L’essere creativi è una delle abilità innate dell’uomo, nel senso che tutti possediamo per natura un istinto al fare. I bambini ad esempio reagiscono in maniera istintiva a tutto ciò che osservano e ascoltano perché hanno esperienza di ciò che i loro sensi gli suggeriscono. Affinché si concentrino con impegno in un’attività, è fondamentale che provino godimento delle loro azioni e che si sentano liberi da qualsiasi vincolo.

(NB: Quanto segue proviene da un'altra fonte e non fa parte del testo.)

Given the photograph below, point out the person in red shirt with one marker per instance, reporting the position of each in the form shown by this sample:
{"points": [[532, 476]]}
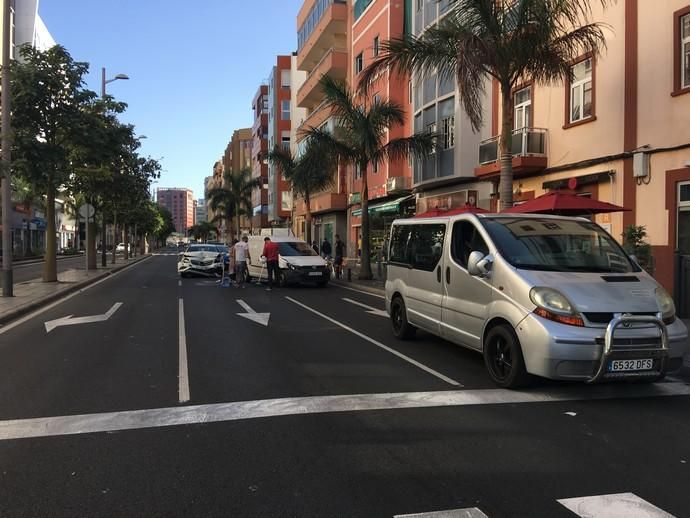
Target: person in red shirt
{"points": [[271, 254]]}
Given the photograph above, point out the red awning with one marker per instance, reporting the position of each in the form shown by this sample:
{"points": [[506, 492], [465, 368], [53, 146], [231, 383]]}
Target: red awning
{"points": [[564, 204]]}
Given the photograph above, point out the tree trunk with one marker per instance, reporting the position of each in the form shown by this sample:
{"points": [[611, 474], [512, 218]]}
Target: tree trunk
{"points": [[505, 149], [50, 265], [126, 242], [115, 239], [365, 263]]}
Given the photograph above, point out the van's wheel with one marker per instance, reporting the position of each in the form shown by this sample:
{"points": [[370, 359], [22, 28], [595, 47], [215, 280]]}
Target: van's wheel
{"points": [[503, 358], [402, 329]]}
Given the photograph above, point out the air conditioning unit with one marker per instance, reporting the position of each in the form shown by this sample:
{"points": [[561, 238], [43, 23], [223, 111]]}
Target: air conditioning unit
{"points": [[641, 165]]}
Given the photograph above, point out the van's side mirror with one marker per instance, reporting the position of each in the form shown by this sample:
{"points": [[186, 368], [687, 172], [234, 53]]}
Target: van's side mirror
{"points": [[479, 265]]}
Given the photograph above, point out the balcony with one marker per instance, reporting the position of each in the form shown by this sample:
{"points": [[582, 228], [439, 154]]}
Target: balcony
{"points": [[528, 148], [320, 33], [334, 63], [398, 184]]}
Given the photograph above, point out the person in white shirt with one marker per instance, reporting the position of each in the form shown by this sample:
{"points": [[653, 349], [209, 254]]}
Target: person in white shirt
{"points": [[241, 257]]}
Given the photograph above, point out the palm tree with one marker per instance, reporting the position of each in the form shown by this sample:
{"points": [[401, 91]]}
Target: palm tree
{"points": [[508, 41], [233, 197], [360, 140], [310, 173]]}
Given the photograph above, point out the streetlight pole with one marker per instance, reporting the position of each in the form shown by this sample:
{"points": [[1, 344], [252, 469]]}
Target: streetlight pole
{"points": [[104, 255], [5, 99]]}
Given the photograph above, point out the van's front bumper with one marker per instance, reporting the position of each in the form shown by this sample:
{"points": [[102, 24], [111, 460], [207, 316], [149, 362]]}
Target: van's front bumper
{"points": [[559, 351]]}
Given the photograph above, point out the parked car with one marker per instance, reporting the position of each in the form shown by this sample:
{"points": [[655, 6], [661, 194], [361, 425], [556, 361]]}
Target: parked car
{"points": [[551, 296], [298, 263], [201, 259]]}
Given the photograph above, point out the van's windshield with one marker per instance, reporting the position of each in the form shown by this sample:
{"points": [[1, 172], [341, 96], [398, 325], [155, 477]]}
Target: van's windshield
{"points": [[293, 248], [559, 245]]}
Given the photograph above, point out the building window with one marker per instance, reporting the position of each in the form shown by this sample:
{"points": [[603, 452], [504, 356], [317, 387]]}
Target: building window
{"points": [[523, 108], [359, 63], [448, 128], [685, 51]]}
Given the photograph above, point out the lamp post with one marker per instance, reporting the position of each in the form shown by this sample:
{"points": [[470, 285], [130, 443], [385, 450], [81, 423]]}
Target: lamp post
{"points": [[104, 259], [7, 288]]}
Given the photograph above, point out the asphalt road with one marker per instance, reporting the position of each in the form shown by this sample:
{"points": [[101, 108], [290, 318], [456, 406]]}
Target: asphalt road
{"points": [[320, 413]]}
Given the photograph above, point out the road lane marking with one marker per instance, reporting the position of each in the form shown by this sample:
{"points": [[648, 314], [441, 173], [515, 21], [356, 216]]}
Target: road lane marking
{"points": [[69, 321], [259, 318], [379, 344], [242, 410], [359, 291], [34, 314], [613, 506], [183, 375], [468, 512], [372, 311]]}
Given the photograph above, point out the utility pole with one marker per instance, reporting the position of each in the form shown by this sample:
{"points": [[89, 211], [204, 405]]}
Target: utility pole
{"points": [[5, 99]]}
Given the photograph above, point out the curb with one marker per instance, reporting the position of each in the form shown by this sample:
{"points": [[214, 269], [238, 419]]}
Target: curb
{"points": [[357, 286], [14, 314]]}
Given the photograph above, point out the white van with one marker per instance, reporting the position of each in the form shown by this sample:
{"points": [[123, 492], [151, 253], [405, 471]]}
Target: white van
{"points": [[298, 262], [546, 295]]}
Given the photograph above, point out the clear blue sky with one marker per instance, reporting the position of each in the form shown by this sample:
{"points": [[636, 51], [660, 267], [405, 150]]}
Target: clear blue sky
{"points": [[194, 67]]}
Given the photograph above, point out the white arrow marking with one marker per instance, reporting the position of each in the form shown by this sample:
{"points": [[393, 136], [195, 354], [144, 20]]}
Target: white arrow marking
{"points": [[373, 311], [69, 321], [259, 318]]}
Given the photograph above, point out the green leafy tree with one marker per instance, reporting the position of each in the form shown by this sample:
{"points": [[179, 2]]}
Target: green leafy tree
{"points": [[234, 197], [308, 174], [510, 42], [47, 114], [362, 140]]}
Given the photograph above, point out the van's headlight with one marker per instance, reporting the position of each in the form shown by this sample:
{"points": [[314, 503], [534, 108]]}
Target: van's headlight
{"points": [[666, 306], [553, 305]]}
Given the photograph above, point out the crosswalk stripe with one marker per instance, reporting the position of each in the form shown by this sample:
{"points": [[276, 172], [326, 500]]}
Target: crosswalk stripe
{"points": [[468, 512], [613, 506]]}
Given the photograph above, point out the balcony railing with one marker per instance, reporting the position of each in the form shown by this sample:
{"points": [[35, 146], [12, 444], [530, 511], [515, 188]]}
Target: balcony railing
{"points": [[525, 142]]}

Solo un’esperienza di questo tipo può accrescere il loro pensiero e preservarli da qualsiasi stereotipo o convenzione che ne limiterebbero (o forse ne ostacolerebbero del tutto) la libertà d’iniziativa. È ciò che accade molto spesso in età adulta dove la routine impedisce, ad esempio, di prefigurare soluzioni alternative ai problemi della vita. Gli psicologi definiscono questo atteggiamento «fissità funzionale» che, insieme all’autocensura e alla frustrazione, rappresenta il maggiore impedimento per lo sviluppo di uno spirito creativo[1]. Le diverse tendenze della psicologia concordano sul fatto che una persona creativa sia quella in grado di generare idee nuove, appropriate e di alta qualità[2]. Sternberg e Lubart[3] definiscono un prodotto come originale e creativo nel caso sia statisticamente raro, imprevedibile e in grado di provocare sorpresa nello spettatore.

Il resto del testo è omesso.